Photos have been posted on his Rafa Nadal Academy social media accounts of him training hard in front of fans on the hard courts at the facility that are as close to possible to those in New York.
"Back to work!" was the simple caption for the photos with Nadal showing that he is on course to make his latest comeback from injury at the final Grand Slam of the season, which gets underway on August 29.
Eurosport's Alex Corretja said he felt his compatriot made "a smart decision" to withdraw from the semi-final clash with Kyrgios at SW19 considering the extent of the injury.

'It's important to rest' - Corretja on Nadal's injuries and the US Open

“It’s a pity, yes, but honestly, it was expected," Corretja said. "I know that he fought so hard to beat Taylor Fritz, but he tried and he realised that he had no chance to compete at the highest level, to beat Kyrgios.
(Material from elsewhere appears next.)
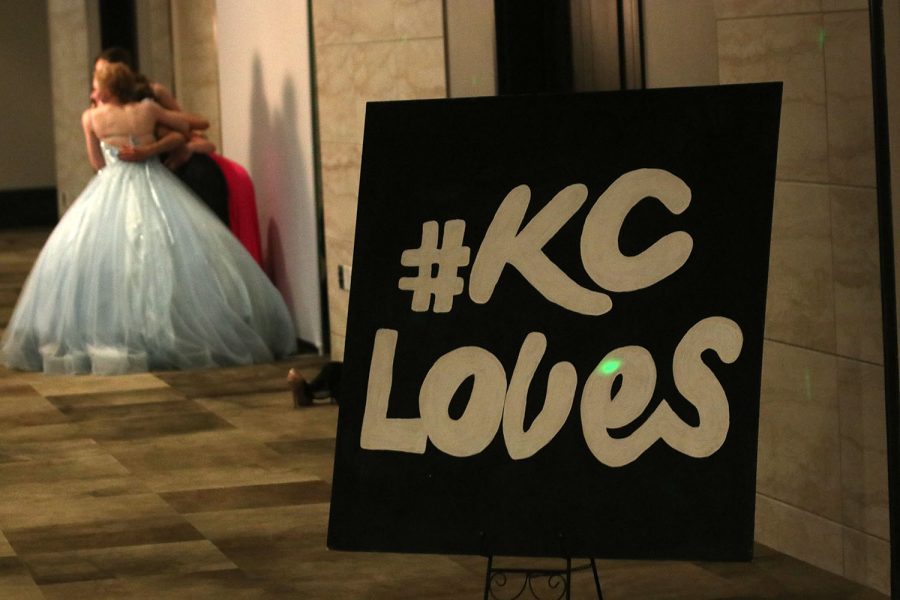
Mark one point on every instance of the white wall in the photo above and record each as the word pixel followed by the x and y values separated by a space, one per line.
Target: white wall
pixel 265 89
pixel 27 157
"For him to play on two days in these circumstances, it was going to be very difficult. I know it’s difficult for him to make the decision, but I think it’s a smart decision because if you can’t play at your top level, it’s going to be almost impossible to win the Slam.
"I believe the most important thing for him now is to recover and take time off because if you get a tough injury, like three or four months again, away from the tournaments it will be devastating for his mind and for his goals for the year.
"We always support Rafa - especially now - and it’s a shame. If he knew that he wouldn’t be able to play the semi-final, I’m sure he would have retired. But he didn’t, and he thought that he might have a chance.”